Olha para lá com ânsia de o conhecer
Sem medo do trilho incerto a percorrer
Caminha poeta, essa estrada tem muito a mostrar
Letras que pintam de cor o alvorecer
Enigmas decifrados nesse transcender
Entrega-te à fantasia com todo o teu ser
Rima poeta, conta a todos o segredo de amar

terça-feira, junho 06, 2017

A metáfora do abismo


Por vezes, quando me aproximo perigosamente da berma do abismo, entre as minhas vertigens, gosto de encarar as suas profundezas infinitas!
Nesses momentos, juro que consigo ouvir o sussurro da sua voz gutural e sedutora a chamar o meu nome. Desdenho do perigo e deixo esse chamamento traduzir-se em tonturas que me tomam o corpo, assim como uma sudorese anestesiante, que me unta a pele.
Sonho em saltar. Mas sei bem que se o fizer, nunca iria tocar violentamente o fundo numa queda impiedosa. Em vez disso, abriria umas asas, tão negras que toda a luz que as ousasse desafiar seria ofuscada pela sua escuridão.
Voava entre as escarpas com a mestria de um anjo (ou de um demónio). Cruzava sem incertezas as paisagens frias dos escombros da vida, para depois voltar novamente a esta berma onde me encontro agora, sem qualquer tipo de medo que me tolde a coragem.
Entretanto, amaldiçoo esta metáfora do abismo… Quem, de entre os poetas deste mundo que cantam a melancolia, nunca a usou?
Todos!
Todos quiseram saltar!
Todos quiseram voar!
Todos assim o rimaram!
Todos se repetiram!
Tal como eu!
Assim declaro que maldito seja o abismo e o desejo de o sentir…

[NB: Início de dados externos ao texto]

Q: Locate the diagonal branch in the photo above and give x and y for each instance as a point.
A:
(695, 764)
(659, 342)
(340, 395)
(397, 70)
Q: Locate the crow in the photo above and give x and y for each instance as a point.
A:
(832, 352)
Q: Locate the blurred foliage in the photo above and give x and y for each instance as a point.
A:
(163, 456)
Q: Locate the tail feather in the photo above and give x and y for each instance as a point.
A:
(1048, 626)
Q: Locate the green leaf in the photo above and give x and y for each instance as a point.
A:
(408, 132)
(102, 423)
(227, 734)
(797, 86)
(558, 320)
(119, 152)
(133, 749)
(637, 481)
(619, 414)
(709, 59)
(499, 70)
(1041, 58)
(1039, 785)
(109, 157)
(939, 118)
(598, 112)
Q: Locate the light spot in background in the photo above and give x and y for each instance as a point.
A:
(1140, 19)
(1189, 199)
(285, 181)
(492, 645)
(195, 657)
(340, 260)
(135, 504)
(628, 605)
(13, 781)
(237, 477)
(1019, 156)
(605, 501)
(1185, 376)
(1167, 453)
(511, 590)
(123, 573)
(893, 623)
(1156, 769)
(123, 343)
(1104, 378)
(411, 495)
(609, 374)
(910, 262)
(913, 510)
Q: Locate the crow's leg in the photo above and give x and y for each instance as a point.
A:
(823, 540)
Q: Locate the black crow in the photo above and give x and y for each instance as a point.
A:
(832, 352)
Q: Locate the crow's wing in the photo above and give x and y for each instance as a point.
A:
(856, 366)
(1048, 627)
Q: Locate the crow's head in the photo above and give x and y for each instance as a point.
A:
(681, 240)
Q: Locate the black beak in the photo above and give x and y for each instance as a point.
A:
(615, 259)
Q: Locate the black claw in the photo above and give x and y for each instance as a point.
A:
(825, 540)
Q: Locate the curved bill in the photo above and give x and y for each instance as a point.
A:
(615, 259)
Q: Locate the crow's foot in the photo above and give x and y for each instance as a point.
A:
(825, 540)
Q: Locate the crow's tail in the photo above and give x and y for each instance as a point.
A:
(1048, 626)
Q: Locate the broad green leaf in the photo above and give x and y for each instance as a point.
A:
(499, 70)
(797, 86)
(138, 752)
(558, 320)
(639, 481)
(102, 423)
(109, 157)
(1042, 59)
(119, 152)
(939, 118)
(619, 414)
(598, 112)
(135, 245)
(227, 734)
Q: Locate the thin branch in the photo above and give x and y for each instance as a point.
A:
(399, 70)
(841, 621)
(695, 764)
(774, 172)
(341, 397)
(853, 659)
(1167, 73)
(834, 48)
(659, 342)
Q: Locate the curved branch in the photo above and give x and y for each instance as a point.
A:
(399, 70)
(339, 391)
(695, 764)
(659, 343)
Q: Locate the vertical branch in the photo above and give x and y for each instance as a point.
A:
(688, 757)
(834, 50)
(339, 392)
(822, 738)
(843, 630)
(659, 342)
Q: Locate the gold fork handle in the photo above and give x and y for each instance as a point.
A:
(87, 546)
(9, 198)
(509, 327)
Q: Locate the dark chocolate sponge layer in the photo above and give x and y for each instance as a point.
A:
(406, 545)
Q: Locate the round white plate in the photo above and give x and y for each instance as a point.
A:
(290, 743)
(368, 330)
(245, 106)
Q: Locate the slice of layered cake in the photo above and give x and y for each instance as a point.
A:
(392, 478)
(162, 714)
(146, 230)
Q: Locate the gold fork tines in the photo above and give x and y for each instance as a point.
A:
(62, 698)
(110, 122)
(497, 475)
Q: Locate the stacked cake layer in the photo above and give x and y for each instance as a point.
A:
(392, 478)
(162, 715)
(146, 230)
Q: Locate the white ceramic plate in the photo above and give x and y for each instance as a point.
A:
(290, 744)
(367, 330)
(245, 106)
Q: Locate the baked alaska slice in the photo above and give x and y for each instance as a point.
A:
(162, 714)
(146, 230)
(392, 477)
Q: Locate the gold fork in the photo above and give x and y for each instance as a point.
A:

sexta-feira, junho 02, 2017

O sabor


Foi acordado por uma fada que dançava alegremente no seu rosto. Deixou-se ficar com os olhos fechados. Não tanto por preguiça, mas para que ela continuasse a sua dança e fizesse da sua face um palco para a magia, enquanto o julgava adormecido.
Passeava em rodopios e em saltos pelas suas feições, animada pelo chilrear de um pássaro pela manhã e o sol primaveril que irradiava da janela. Ele estava agradecido por aquela minúscula criatura, filha da fantasia, o tivesse escolhido para o pouso do seu bailado.
Tinha tempo de despertar. Momentos em que o mistério desce ao mundo dos homens são raros. Por isso, manteve-se imóvel, como espectador da sua própria alegria.
A certo momento decidiu levantar as pálpebras para que observasse a pequena fada. No entanto, ela, com enorme rapidez, transformou-se numa mosca! Não podia cometer a indecência de ser vista por um olhar humano, na sua verdadeira forma elemental.
A sua dança parou. Em vez disso, na sua forma varejeira, percorria-lhe a face com pequenas espetadelas provocadas pelas suas patas agrestes. Chupava a gordura pegajosa que lhe cobria a pele. Restos da transpiração nocturna provocada pelos pesadelos que lhe assombravam o sono.
Aquele suor sabe a sal. Ele conhece bem o sabor. Prova-o a cada grito de tormento que o faz saltar da cama em absoluto terror. A fada, agora na sua forma grotesca, parecia deliciar-se com aquela viscosidade, como se também ela quisesse provar o seu medo!
Sacudiu-a como a qualquer outra mosca. Ainda a tentou matar, mas a dita, com eximia mestria de voo, escapou-se por entre os dedos. Olhou em volta e nada mais restava a não ser a manhã. Sem fadas, sem danças na pele, sem magia. Apenas o gosto vazio da rotina…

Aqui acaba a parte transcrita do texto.